Seeing only occasional glimpses—a sneakered foot, a hot-pink blouse, more of those glorious long curls—I break into a run. My heart pounds in my chest, and I’m gasping for air when I see lights ahead. When did it get so dark? I look, and the blazing sun, the fat clouds, the vivid sky are all lost in the roiling anger of the rushing storm. The air is electric, robbing the very breath from my lungs, and I struggle, but for each step I take forward, the wind pushes me back another. I can no longer hear the calls or the laughter. I can’t hear anything but the thunderous beat of my heart and the fierce power of the storm descending.

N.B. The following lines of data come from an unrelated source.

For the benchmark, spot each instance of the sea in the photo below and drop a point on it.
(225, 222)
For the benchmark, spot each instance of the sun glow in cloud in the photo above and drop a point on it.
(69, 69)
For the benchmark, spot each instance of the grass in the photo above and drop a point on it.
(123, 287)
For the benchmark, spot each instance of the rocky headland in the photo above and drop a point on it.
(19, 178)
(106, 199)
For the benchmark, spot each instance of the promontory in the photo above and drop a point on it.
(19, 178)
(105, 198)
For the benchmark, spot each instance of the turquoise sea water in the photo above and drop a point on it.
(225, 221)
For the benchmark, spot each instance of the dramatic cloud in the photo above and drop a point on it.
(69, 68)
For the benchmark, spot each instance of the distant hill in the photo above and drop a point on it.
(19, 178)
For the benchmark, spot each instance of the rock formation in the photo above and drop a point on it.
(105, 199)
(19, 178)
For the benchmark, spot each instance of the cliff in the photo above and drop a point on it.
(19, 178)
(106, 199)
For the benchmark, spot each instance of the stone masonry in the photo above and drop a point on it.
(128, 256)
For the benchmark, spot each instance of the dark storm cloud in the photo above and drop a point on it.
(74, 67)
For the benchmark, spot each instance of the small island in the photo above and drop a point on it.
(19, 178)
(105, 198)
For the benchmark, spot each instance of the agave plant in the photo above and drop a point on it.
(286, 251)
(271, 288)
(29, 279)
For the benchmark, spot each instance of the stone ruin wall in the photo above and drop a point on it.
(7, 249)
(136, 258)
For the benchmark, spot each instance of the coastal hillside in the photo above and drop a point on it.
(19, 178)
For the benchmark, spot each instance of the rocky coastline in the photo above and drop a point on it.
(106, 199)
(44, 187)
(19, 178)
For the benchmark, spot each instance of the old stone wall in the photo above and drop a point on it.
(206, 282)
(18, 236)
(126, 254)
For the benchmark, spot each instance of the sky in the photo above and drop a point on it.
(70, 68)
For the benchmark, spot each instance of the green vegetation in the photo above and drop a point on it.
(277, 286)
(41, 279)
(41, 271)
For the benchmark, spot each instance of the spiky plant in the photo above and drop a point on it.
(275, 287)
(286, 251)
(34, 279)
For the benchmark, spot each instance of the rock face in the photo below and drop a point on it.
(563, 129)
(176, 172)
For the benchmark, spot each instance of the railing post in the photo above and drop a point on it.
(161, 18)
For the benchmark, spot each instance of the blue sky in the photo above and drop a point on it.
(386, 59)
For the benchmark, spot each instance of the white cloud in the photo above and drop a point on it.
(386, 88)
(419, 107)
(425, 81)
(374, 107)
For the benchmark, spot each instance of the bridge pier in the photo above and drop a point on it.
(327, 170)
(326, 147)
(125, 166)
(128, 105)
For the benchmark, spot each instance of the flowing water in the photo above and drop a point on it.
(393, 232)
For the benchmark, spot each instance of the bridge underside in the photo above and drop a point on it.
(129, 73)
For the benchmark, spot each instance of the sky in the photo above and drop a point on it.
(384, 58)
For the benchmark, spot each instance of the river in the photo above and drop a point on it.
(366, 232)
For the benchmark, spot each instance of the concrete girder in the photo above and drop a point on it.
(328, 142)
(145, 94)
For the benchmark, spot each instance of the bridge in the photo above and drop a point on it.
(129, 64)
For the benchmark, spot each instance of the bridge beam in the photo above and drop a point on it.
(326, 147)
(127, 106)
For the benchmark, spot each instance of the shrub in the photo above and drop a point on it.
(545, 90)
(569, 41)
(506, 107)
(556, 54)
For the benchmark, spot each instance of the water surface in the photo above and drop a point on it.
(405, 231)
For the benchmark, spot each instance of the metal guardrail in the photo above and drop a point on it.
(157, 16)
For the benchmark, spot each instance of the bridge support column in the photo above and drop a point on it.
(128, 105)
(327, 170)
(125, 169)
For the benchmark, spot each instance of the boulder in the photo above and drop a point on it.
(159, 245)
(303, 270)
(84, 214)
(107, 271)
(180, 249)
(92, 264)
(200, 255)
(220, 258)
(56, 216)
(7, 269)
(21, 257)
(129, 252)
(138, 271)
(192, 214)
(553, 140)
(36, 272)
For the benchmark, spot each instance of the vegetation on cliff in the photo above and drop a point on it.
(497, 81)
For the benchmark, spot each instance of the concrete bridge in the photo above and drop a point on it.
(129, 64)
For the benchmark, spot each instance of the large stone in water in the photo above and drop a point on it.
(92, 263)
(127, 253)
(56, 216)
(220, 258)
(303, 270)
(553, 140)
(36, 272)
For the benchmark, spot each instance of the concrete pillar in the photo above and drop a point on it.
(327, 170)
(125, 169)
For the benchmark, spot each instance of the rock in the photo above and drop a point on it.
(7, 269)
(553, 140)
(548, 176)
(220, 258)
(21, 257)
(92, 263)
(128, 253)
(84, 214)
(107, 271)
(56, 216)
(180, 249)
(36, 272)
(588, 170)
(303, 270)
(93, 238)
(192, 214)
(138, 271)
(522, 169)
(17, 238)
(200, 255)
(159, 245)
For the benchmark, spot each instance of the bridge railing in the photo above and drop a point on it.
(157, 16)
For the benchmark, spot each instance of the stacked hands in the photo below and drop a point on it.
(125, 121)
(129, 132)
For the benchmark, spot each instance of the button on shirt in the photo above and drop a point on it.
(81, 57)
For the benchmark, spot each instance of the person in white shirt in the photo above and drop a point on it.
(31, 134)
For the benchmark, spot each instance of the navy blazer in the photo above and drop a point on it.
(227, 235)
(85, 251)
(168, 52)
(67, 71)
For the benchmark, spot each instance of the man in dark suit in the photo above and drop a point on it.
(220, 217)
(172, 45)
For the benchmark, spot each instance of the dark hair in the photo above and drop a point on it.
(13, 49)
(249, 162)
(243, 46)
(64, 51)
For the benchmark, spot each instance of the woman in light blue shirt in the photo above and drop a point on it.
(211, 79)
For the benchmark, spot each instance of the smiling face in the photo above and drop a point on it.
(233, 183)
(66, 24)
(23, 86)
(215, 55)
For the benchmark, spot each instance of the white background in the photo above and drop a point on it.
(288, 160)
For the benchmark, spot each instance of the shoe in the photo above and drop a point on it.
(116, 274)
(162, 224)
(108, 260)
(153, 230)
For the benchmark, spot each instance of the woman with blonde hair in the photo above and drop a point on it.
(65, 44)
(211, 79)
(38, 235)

Rain drenches me, unloosing the curls in my own hair, soaking my clothes, making my feet slip within the delicate straps of my shoes. I fall, struggle back up, fall again, but my gaze remains fixed on the lights up ahead. House lights, I realize: a yellow glow above a door, cooler incandescent glows from all the windows. Home.

The place is home, and I need to get there, but something’s stopping me. Rain, thunder that vibrates the very ground, lightning so brilliant I have to close my eyes. It strikes a nearby tree, the dead wood flaming before the rain extinguishes it, and the trunk splits in two, half of it landing mere feet in front of me. There’s no path around, I can’t climb over it, and I’m too big to wiggle through the narrow space beneath it.